A statement from The Rt Hon Margaret Hodge MP, Chair of the Committee of Public Accounts
It appears that the Department for Education has neglected value for money in its rush to open free schools.
350,000 extra school places are needed by September 2015. At a time when money is tight, it is essential that resources are directed at areas of greatest need for places. Over £1 billion will have been spent on the free schools programme by March 2014, yet on opening, 1 in 4 desks at free schools were empty and fewer than 1 in 5 secondary places are in areas of high or severe need. Whether that is the best way of spending taxpayers’ money is a matter for debate.

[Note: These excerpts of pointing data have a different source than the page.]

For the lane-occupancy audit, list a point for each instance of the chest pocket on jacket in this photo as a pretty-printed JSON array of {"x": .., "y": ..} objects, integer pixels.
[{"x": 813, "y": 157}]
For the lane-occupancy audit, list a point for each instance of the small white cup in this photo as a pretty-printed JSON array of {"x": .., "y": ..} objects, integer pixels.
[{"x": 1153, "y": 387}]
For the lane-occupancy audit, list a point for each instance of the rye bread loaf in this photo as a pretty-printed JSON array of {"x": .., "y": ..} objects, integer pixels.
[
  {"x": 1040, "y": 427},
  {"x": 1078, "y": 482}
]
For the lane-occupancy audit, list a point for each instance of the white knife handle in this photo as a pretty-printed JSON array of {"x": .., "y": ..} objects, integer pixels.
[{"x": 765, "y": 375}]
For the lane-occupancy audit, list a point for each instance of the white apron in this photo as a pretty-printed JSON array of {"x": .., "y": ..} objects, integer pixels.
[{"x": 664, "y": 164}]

Nor has the Department had a proper grip on the costs of the programme. The £6.6 million setup cost per school is double what the Department expected, and the Department had to spend £27 million on temporary premises so that children were able to start school in September. It has also paid almost £27 million above its valuations for half the land and property it has purchased.
The Department has got to be much more rigorous about how it assesses applications for free schools and prioritises need and value for money.
While it is too early to judge the overall success of the programme, I am concerned about proper accountability for public money. A number of high profile cases have already surfaced, suggesting that monitoring systems remain inadequate. These cases highlight the urgent need for the Department to reassess its oversight of fledgling schools, get a grip on underperformance and prevent the misuse of public money.